William H. Parker (born 1941) is an American professor of physics and academic administrator at the University of California, Irvine (UCI). Parker's earliest laboratory research involved seminal experiments that refined the precision of the measurements of fundamental constants. His later research focused on superconductors and other aspects of solid-state physics. In an administrative capacity at UCI, Parker has served in a variety of roles including as Dean, Department Chair, and Vice Chancellor.

== Education and research ==
Parker earned a bachelor's degree from Allegheny College in 1963. He obtained MS and PhD degrees from the University of Pennsylvania. He then joined the faculty of the Department of Physics and Astronomy at UCI in 1967 and he has remained there for his entire career. He was a Sloan Research Fellow from 1968 to 1970. In collaboration with Donald N. Langenberg and Barry N. Taylor, Parker used the alternating current Josephson effect to precisely measure e/h, the ratio of the elementary charge (e) to the Planck constant (h). This ratio could then also be used to refine the value of other fundamental constants such as the fine-structure constant (α).
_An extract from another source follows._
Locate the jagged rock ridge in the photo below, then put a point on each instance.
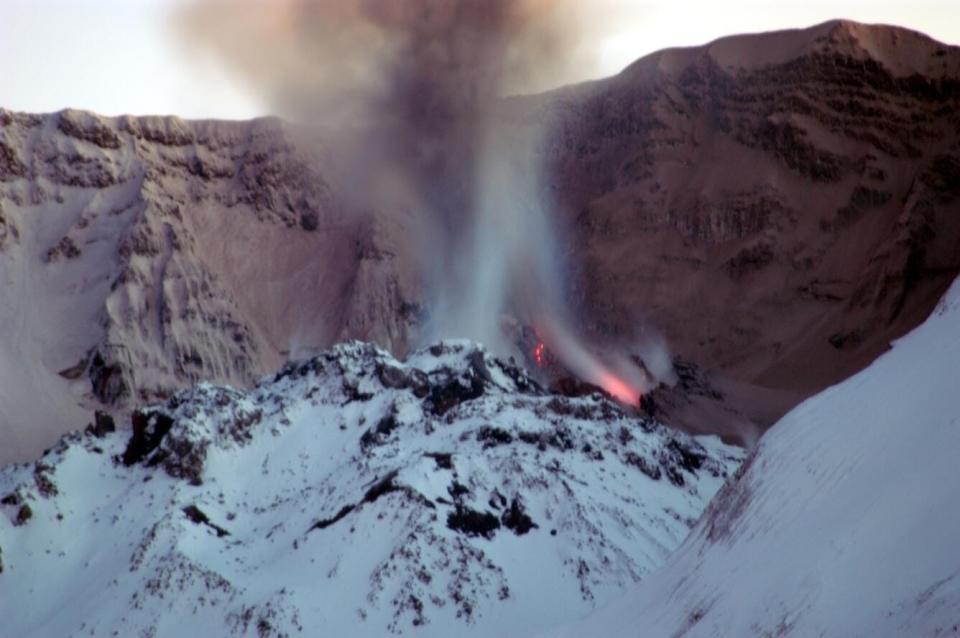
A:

The new measurement of α removed a discrepancy between the theoretical and experimental values of the hyperfine splitting in the ground state of atomic hydrogen, one of the major unsolved problems of quantum electrodynamics at time. For this research, Parker received the John Price Wetherill Medal from the Franklin Institute in 1975. Parker's other research examined Josephson junctions and other aspects of low temperature physics including quasiparticle and phonon lifetimes, quasiparticle energy distribution in superconducting films, surface impedance, and thermal fluctuations in superconducting materials.

== Administration and teaching ==
At UCI, Parker has been Associate Vice Chancellor (1984 to 2000), Vice Chancellor for Research (2000–2006), Dean of Graduate Studies (2000 to 2006), Chair of the Department of Physics and Astronomy (2007 to 2012), and president of the university's Irvine Campus Housing Authority (1983–1990). He has won the Daniel G. Aldrich Jr. Distinguished University Service Award (1980 and 2008) and the UCI Medal (2009), UCI's highest award. Parker has twice won the School of Physical Sciences Outstanding Teacher Award.

Parker is coauthor of the book The Fundamental Constants and Quantum Electrodynamics.